The main purpose of this exercise is to understand autoencoders.
In part 1, I model autoencoder networks for the MNIST and cifar-100 datasets.
The MNIST dataset was reduced from from 784 dimensions to 64 dimensions, while the cifar-100 dataset was reduced from 3072 dimensions to 512 dimensions.
In both cases, the object category can generally still be discerned from the reconstrucuted autoencoded images.
I'd hoped to achieve more dimensionality reduction on the cifar-100 dataset, but reconstruction quality is too low with further reduction. Perhaps the cifar images are pretty low resolution to begin with, making any loss of information through autoencoding more significant?
I used binary cross entropy as the loss function. The model runs much slower if cosine similarity is used.
In part 2, I use the encoded representation of the images to find similar images.
I tried using binary cross entropy and cosine similarity to determine similarity of the encoded vectors, as a proxy for image similarity. The results returned by both tend to be visually similar.
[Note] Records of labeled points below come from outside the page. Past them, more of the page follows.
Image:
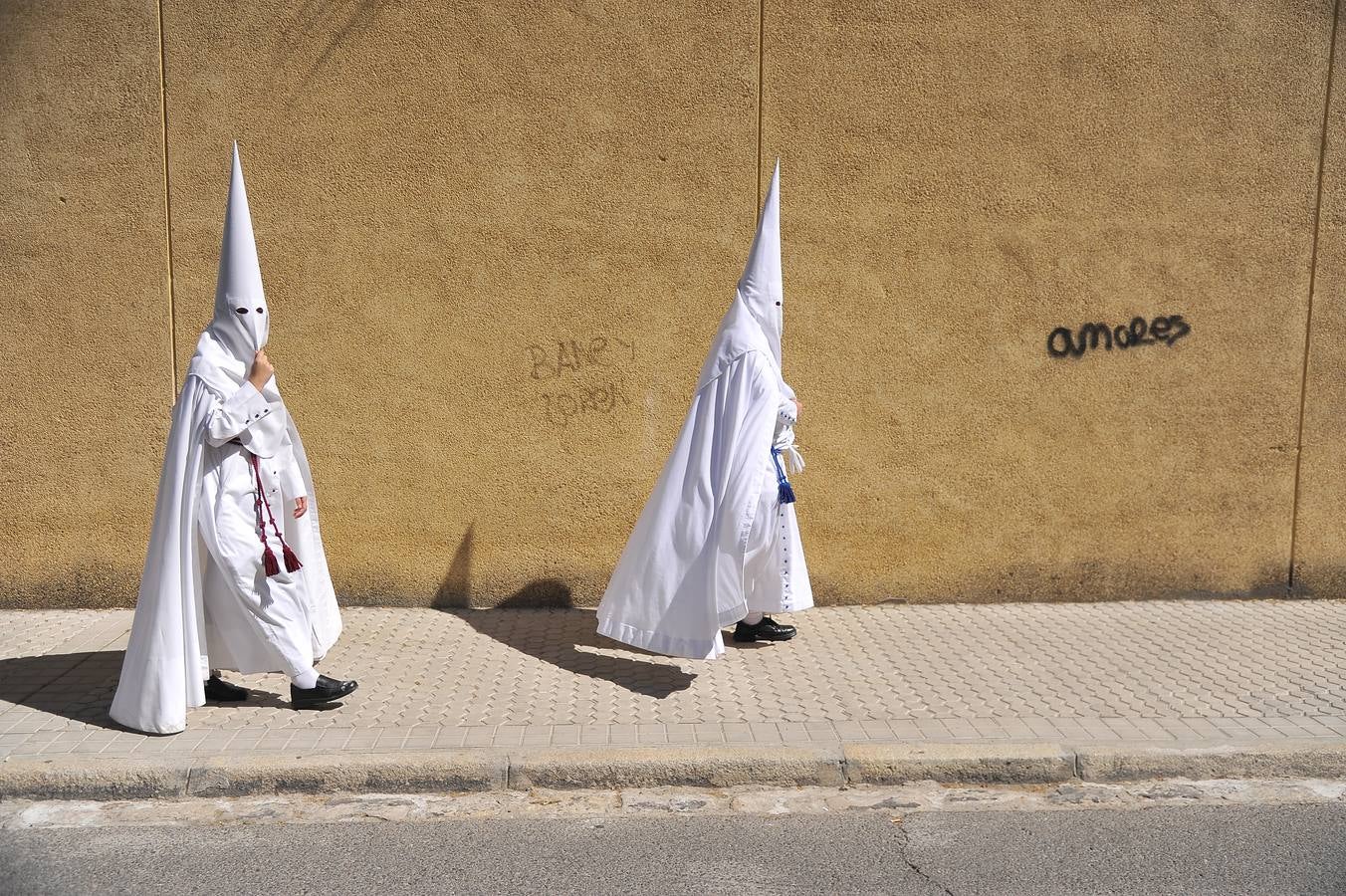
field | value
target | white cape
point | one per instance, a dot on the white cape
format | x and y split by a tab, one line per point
681	576
165	662
167	658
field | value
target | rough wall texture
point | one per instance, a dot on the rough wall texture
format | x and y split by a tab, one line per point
85	324
1320	521
497	241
For the MNIST dataset, where most images are centered, this similarity comparison tends to work well, and digits of the same type are deemed to be similar. However, any significant shifts in the position of the digit will lead to it being deemed to be dissimilar.
For the cifar-100 dataset, images with a similar background color / shape are deemed to be similar, rather than images of the same type of object (e.g. with the current similarity metric, flowers are not usually deemed to be similar to other flowers).
As a baseline comparison, I used binary cross entropy to determine image similarity based on the original image dimensions (rather than the encoded dimensions).
Much like the results from the reduced dimensions, images with a similar background color / shape are deemed to be similar.
My original hope was that the image features learned by the autoencoder in the encoded layer would have led to a decent way of determining image similarity.
Unfortunately, since the autoencoder simply tries to reconstruct the original image, it does not necessarily encode features which would have been useful in determining image similarity (in the sense of flowers being deemed to be similar to flowers). Also, the similarity metric places equal focus on all parts of the images, rather than the parts which could be more important (e.g. the subject of the image).